I refuse the Express when I get on the Metro, primarily because I already get the print edition and don’t care to read stories twice. However I will give them credit – they do their best to mix it up by shortening articles, adding graphics, and now, completely altering the meaning of entire articles.
Today’s has a headline of “Justices OK Crack Leniency” over their article about the Supreme Court’s recent rulings on Kimbrough v. U.S. and Gall v. U.S. The – dare I say it – real newspaper gets it right, with a headline of “Justices Reinforce Leeway on Sentences” and a sub-header that clarifies: “Cocaine Disparity At Heart of 1 Case.” And in writing that headline they show all the ways Express gets it wrong.
The case arose because of strict guidelines for sentencing in drug cases that revolved around how much of the drug there was by weight. Or rather, how much substance there is in a little baggie, by weight. Because crack has a bunch of filler in it people were doing longer terms for amounts of drug that were about the same quantity of high. So some judges and areas balked and complained, hey, we’re already putting these people away for five times as long as we would be doing if they just got a job as a bus driver and ran over two women– why make it even longer because they smoke it instead of snort it?

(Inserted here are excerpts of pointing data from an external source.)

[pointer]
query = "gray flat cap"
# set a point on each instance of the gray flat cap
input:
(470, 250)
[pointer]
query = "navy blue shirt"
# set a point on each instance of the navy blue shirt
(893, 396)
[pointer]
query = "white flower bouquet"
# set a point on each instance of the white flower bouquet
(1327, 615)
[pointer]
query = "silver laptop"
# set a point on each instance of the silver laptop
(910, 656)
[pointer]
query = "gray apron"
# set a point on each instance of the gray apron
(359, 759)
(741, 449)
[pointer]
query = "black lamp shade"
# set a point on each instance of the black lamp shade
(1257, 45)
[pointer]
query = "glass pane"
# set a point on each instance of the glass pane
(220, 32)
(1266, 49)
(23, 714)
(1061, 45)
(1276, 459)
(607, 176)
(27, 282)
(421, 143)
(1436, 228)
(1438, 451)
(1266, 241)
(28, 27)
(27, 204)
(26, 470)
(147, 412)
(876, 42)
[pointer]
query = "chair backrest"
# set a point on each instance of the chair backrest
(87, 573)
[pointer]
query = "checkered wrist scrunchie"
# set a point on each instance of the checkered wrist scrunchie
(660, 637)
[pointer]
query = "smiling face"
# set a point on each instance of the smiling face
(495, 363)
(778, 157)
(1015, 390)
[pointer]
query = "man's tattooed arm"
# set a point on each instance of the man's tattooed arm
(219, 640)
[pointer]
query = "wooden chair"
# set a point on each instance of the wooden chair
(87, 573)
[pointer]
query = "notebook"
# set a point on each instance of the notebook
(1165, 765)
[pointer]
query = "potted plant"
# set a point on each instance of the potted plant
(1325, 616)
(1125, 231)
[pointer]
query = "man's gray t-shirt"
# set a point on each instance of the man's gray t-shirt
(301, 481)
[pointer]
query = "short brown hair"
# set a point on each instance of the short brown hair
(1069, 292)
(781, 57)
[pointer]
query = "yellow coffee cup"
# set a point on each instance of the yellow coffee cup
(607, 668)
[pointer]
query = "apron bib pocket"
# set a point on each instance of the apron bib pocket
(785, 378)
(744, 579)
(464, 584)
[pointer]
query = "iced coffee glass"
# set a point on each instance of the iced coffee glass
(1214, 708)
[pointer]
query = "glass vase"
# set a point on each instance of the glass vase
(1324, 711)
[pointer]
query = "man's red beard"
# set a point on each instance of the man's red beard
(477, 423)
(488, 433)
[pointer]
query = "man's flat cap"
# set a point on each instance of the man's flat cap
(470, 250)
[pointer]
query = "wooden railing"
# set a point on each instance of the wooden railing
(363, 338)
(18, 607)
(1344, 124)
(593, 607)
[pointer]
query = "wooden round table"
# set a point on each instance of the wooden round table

Okay, maybe they didn’t ask it that way even if they should have.
So Express has used the word “leniency” when the underlying issue was one of equality. I guess you could defend the word choice – I’m sure they’d write a headline about how a mom contemplated beating her kid with a bat but decided for “a more lenient” spanking instead, yes? Their word choice also overlooks the fact that this is about the legality of enforcing sentencing guidelines upon judges – something that goes beyond crack or even drugs in general. Those guidelines could be about gun crimes, shoplifting, or darned near anything.
If you’re going to claim by publishing Express that it’s possible to say something useful in less space, you need to actually do it, WaPo.